The fear is that the administration’s calls for national dialogue and restraint will end up being ignored as events on the ground shift rapidly. On Tuesday, Bahrain’s king declared a three-month state of emergency and gave the country’s military chief wide authority to battle the protest movement, while clashes broke out across the island. And Iran responded to Saudi Arabia’s assistance by declaring the intervention "unacceptable" and predicting it would complicate the kingdom’s political crisis.

Iran holds no deep political ties to Bahrain’s Shiite groups, but some Iranian hard-liners have hailed their efforts over the years to secure greater rights. Bahrain and Iran do have longstanding economic ties, and Iran has tried to leverage both the sectarian and trading relationships.

Part of the U.S. hesitation in pressing Bahrain, a Middle East anchor of American defense strategy, reflects concern over what role Iran might be playing in the protest movement.

The State Department urged American citizens on Tuesday to avoid traveling to Bahrain due to "the potential for ongoing political and civil unrest," and authorized the voluntary departure of family members of U.S. Embassy staff. It advised other Americans in Bahrain to consider leaving.

Later in the day, the Pentagon authorized 5th Fleet military family members and civilians with non-emergency jobs to voluntarily leave Bahrain and travel at the government’s expense to designated safe havens, mostly in the United States.

The 5th Fleet commander, Vice Adm. Mark Fox, told service members that naval operations will continue and military workers will keep reporting to their posts.

Bahrain has been swept up in the wave of protests that have spread across the Arab world since December, and protesters are seeking an elected government and a voice for Shiites in running the nation. Shiites account for 70 percent of the population, but are widely excluded from high-level political or security posts. Some protesters want to topple the entire royal family.

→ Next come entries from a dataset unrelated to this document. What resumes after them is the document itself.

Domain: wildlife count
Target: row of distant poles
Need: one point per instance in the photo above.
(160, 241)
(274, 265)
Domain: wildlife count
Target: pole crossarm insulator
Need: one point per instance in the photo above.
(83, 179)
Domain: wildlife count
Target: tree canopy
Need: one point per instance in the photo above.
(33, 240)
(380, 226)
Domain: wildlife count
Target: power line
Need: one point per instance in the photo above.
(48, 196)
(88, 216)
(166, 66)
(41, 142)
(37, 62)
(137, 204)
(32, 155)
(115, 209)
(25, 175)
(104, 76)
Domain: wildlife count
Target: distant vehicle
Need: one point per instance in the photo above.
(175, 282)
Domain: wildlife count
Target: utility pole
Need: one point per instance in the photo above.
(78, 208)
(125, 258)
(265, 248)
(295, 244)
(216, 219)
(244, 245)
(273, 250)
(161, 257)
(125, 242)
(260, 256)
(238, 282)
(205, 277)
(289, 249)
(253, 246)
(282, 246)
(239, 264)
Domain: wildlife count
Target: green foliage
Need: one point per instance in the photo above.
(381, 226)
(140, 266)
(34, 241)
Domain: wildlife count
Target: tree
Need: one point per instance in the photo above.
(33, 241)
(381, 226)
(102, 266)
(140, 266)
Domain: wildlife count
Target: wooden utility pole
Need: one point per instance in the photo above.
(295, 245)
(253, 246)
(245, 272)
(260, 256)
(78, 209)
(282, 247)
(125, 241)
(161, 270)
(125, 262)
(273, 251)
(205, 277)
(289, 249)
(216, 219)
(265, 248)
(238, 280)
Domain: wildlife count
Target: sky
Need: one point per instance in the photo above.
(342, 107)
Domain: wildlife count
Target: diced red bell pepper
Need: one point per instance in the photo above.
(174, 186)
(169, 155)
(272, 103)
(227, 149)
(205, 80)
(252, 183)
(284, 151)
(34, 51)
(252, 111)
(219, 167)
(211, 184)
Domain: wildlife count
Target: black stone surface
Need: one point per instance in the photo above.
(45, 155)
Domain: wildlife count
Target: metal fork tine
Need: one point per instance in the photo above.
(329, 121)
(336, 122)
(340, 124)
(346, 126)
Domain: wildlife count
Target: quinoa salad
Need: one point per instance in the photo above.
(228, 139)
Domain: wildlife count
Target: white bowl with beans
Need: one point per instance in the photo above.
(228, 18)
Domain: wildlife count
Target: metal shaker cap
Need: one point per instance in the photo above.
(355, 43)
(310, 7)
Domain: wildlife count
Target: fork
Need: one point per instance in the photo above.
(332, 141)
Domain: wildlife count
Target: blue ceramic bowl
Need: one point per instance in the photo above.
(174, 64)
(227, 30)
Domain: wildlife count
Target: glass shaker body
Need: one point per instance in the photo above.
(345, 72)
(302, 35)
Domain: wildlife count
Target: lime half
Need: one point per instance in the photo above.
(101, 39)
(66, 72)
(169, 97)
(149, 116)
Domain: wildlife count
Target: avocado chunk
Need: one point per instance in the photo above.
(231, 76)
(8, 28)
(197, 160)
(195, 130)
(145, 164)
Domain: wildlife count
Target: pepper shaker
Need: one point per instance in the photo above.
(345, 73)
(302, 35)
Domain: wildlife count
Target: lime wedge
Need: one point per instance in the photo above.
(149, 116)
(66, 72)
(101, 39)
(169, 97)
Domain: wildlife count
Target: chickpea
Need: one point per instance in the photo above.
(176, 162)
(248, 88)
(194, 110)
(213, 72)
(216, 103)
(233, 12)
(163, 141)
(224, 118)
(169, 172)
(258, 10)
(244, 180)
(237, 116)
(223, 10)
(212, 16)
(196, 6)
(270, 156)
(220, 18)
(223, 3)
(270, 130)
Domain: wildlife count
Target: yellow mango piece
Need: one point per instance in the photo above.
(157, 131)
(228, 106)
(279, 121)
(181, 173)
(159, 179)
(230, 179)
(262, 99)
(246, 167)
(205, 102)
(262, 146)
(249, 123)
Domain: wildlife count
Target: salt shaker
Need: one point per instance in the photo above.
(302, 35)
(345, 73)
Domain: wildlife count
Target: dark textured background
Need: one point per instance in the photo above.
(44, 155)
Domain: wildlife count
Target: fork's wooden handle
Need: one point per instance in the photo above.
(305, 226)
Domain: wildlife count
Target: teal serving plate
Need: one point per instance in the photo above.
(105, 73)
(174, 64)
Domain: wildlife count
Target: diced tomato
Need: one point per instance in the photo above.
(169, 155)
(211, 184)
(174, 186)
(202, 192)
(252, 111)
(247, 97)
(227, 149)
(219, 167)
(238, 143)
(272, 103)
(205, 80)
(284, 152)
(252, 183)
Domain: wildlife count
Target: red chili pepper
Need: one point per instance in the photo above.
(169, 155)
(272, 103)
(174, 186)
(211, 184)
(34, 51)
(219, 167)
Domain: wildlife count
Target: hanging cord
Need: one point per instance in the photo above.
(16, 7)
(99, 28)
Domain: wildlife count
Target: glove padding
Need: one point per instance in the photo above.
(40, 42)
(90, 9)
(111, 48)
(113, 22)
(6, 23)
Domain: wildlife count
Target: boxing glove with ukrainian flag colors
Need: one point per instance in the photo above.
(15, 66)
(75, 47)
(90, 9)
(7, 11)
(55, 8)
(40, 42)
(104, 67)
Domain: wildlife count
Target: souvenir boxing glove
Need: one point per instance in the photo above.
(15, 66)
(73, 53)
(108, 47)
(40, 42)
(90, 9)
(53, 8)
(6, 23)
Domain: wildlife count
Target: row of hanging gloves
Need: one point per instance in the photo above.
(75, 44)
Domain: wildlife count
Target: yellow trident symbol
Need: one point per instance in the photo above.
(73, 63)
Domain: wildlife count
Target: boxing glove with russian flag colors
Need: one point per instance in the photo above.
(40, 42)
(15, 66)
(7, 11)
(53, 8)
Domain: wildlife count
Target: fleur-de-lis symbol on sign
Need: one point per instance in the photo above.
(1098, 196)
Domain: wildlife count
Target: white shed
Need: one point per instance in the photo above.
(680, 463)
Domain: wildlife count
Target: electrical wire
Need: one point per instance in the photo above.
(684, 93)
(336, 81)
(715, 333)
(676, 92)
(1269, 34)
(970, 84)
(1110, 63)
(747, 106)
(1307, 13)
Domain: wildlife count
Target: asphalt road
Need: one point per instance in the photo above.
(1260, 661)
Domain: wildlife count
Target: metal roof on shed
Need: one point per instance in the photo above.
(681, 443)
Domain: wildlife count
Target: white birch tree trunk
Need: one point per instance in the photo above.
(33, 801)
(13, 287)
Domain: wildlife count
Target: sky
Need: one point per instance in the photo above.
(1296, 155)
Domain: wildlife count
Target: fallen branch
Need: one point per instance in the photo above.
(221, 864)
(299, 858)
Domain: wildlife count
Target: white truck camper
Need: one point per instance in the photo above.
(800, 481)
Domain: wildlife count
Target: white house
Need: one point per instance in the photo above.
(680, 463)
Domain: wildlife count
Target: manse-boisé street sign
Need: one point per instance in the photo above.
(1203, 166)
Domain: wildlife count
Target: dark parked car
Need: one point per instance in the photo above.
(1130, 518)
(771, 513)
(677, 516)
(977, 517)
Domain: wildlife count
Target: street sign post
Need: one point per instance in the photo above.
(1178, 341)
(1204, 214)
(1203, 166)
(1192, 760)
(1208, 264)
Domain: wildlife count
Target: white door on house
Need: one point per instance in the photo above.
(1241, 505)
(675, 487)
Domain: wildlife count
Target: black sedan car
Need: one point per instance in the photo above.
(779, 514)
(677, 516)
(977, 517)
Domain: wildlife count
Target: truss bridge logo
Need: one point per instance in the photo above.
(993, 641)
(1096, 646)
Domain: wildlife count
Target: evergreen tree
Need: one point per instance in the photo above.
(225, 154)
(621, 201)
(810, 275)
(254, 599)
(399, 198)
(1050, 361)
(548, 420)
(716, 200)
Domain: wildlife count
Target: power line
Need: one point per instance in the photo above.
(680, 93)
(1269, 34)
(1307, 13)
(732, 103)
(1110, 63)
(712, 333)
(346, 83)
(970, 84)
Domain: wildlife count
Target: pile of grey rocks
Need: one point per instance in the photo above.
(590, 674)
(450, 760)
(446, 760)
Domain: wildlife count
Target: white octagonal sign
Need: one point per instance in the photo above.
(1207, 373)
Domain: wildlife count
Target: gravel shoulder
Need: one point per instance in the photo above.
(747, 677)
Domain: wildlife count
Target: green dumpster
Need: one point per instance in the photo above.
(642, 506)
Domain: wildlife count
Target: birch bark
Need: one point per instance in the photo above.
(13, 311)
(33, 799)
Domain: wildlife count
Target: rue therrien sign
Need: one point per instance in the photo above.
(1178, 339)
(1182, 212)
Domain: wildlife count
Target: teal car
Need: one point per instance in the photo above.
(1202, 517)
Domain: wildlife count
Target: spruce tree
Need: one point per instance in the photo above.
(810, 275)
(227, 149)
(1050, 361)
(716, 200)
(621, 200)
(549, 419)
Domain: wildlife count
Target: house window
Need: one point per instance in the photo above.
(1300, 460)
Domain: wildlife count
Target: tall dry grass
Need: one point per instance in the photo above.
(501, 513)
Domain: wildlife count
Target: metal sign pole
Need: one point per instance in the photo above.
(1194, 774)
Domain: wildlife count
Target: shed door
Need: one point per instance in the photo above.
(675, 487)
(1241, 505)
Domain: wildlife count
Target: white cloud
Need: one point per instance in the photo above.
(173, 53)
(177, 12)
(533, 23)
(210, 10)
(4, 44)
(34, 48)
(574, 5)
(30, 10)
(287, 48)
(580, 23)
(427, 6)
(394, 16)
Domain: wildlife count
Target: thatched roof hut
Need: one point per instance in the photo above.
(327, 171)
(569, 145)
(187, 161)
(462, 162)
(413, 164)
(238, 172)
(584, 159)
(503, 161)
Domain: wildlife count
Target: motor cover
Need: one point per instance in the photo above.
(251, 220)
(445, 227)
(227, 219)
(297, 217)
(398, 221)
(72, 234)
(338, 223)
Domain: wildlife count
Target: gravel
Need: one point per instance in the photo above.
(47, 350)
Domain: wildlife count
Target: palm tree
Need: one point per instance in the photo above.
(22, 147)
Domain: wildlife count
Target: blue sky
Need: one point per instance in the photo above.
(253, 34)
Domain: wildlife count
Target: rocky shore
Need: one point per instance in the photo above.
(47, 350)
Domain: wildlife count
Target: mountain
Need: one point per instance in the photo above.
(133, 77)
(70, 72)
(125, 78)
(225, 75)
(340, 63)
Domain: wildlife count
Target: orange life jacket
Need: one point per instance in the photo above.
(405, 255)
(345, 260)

Obama administration officials have been worried about the country, but their response has been uneven. They originally stressed the U.S. condemnation of the monarchy’s crackdown on protesters, and then offered praise for efforts to establish a national dialogue. Yet as the U.S. quietly urged longtime ally Mubarak to leave power, and then loudly demanded the same of Moammar Gadhafi after Libya’s violent repression of protesters, no similar suggestion has ever been made in Bahrain despite the persistent failure to establish order.

Saudi Arabia’s new involvement in the crisis after a long history of tinkering in Bahrain complicates the situation. The Saudi royal family has bristled at U.S. demands for greater democracy throughout the Arab world, opting instead to keep public order in its kingdom by pumping billions of dollars into public subsidies and threatening tough action against perceived troublemakers. It also was unpleased by the lack of U.S. support for Mubarak.

Bahrain’s request for Saudi and United Arab Emirates troops could imply that the government isn’t serious about changing its fundamental make-up or that the Saudis are determined to maintain order in their backyard. In either of these cases, the motivation would be at odds with the U.S. goal for the region of establishing stronger ties even as countries make greater commitments toward democracy.

Clinton said she told the Saudi foreign minister that "everyone needs to be promoting the dialogue between the parties." Yet, illustrating the primarily problem in Bahrain, she said the U.S. calls "on all sides to immediately begin that dialogue."